A better world is possible

Bribes for Banishment: The Labour Party’s Ethical Hollow #

Friday, 6 March 2026 · words

A wide-angle shot of a sparse, bureaucratic office in London where a single £10,000 cheque sits on a cold metal desk next to a stack of deportation orders, lit by a flickering overhead light.
A wide-angle shot of a sparse, bureaucratic office in London where a single £10,000 cheque sits on a cold metal desk next to a stack of deportation orders, lit by a flickering overhead light.

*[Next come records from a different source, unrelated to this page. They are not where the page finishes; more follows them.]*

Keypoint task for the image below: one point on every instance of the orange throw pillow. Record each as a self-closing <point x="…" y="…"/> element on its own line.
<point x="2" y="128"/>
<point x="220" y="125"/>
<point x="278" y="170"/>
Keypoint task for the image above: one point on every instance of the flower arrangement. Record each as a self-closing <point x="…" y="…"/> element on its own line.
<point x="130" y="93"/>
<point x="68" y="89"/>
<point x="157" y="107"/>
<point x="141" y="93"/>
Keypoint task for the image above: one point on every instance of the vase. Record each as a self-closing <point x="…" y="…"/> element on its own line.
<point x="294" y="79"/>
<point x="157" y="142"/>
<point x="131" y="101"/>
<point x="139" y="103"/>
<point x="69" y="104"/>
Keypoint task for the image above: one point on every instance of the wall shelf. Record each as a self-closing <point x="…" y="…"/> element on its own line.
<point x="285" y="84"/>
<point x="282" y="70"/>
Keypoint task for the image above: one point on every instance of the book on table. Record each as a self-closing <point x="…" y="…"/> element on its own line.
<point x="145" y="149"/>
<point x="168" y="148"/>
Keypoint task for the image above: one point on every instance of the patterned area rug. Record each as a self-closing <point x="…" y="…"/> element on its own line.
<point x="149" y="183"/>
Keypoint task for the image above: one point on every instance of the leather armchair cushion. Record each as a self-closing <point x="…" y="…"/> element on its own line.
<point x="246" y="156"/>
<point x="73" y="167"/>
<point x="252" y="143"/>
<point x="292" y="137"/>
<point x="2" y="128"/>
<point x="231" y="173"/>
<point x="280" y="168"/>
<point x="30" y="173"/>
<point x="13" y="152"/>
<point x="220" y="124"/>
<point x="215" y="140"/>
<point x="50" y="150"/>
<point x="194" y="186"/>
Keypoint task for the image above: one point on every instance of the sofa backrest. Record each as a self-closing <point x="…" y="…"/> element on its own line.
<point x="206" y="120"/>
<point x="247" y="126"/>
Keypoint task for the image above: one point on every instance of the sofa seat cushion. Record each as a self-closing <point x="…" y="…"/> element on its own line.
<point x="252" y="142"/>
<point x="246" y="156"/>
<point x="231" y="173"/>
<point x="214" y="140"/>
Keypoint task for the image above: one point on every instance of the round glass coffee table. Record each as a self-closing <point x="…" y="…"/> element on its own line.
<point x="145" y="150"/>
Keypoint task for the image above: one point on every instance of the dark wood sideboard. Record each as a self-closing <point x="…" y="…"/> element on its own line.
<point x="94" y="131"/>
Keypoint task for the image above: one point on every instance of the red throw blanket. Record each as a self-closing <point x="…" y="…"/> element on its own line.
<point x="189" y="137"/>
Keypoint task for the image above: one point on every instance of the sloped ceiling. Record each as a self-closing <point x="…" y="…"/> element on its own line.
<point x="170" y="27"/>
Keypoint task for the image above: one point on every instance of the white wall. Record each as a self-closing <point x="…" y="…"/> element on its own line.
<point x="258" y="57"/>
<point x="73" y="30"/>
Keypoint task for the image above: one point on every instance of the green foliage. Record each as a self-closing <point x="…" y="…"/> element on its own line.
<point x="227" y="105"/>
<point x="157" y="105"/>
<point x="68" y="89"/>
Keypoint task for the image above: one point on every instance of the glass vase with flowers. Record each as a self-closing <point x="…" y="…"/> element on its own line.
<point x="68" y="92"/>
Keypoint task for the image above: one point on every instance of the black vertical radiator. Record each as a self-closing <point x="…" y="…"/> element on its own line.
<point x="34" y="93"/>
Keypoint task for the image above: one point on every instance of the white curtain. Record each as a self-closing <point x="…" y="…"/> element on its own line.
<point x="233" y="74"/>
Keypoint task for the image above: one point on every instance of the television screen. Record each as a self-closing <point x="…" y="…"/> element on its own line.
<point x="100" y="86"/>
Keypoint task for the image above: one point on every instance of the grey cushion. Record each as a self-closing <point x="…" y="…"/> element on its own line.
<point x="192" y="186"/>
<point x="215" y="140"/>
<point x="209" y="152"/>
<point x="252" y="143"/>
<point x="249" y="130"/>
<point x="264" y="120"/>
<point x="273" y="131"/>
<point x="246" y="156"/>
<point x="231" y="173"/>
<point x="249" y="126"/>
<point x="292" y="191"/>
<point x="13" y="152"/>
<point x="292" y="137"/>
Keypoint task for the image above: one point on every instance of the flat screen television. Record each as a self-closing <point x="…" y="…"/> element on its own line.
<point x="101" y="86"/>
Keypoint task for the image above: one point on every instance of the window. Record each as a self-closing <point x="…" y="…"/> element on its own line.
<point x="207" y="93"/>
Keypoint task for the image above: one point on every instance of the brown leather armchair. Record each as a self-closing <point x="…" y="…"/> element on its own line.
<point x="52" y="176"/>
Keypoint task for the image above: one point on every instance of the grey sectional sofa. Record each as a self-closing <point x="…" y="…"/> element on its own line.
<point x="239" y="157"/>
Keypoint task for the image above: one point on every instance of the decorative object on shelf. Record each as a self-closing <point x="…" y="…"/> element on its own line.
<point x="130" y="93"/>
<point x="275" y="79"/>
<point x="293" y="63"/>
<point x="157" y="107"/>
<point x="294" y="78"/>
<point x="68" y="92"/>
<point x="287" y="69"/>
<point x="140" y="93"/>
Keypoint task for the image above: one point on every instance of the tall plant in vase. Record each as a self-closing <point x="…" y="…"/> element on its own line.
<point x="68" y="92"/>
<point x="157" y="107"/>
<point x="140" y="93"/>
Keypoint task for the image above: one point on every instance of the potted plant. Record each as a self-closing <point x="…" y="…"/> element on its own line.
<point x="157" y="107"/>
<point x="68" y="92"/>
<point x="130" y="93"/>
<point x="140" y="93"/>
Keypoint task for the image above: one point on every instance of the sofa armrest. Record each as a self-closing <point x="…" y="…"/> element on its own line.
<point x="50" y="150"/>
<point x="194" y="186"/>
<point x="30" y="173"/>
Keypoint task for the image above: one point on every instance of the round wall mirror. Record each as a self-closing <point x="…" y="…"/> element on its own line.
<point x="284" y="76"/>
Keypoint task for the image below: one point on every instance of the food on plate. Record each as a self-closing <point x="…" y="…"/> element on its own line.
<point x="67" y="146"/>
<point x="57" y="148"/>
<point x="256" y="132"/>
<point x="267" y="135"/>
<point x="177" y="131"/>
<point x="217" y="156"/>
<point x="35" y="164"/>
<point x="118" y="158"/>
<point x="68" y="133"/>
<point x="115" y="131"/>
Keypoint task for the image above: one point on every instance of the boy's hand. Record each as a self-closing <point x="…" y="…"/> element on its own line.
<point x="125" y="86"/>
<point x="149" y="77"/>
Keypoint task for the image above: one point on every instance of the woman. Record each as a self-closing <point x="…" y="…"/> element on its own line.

In a chilling expansion of the UK’s hostile environment, Home Secretary Shabana Mahmood has unveiled a pilot scheme that effectively puts a price tag on the erasure of human presence. Under the new ‘fair but firm’ doctrine, failed asylum seekers are to be offered an ‘increased incentive payment’ of £10,000 per person—and up to £40,000 for families—to voluntarily depart the British Isles. Families are given a mere seven days to accept this financial inducement before the state resorts to the blunt instrument of forced removal. This policy, described by Mahmood as a necessary ‘Labour’ solution, represents a profound ideological surrender to the logic of the market. Rather than addressing the structural failures of the immigration system or the geopolitical catalysts of migration, the Starmer administration has opted for a transactional model of deportation. The timing of this announcement is no coincidence. It follows a stinging by-election defeat in Gorton and Denton, where the Green Party successfully mobilised a base disillusioned by Labour’s rightward drift and its perceived indifference to internationalist solidarity. Mahmood’s rhetoric—insisting that ‘more Labour doesn’t mean more Green’—is a transparent attempt to triangulate against a rising progressive left while mimicking the exclusionary tactics of the populist right. From a socialist perspective, this ‘incentive’ is nothing less than a bribe for the dispossessed. It exploits the extreme precarity of families who have already been failed by a global order of extraction and war. By offering cash in exchange for the surrender of a right to seek safety, the UK government is treating the fundamental human need for refuge as a line item to be negotiated. This is the neoliberal state at its most cynical: using public funds not to build capacity for care, but to expedite the machinery of exclusion. The £40,000 offered to a family to disappear is a drop in the ocean compared to the vast sums extracted from the Global South by the very financial systems the City of London upholds. Yet, in the eyes of the Home Office, it is a small price to pay for the political optics of ‘firm borders.’ We must ask: what becomes of a movement that defines its identity not by who it protects, but by how efficiently it can incentivise the departure of the vulnerable?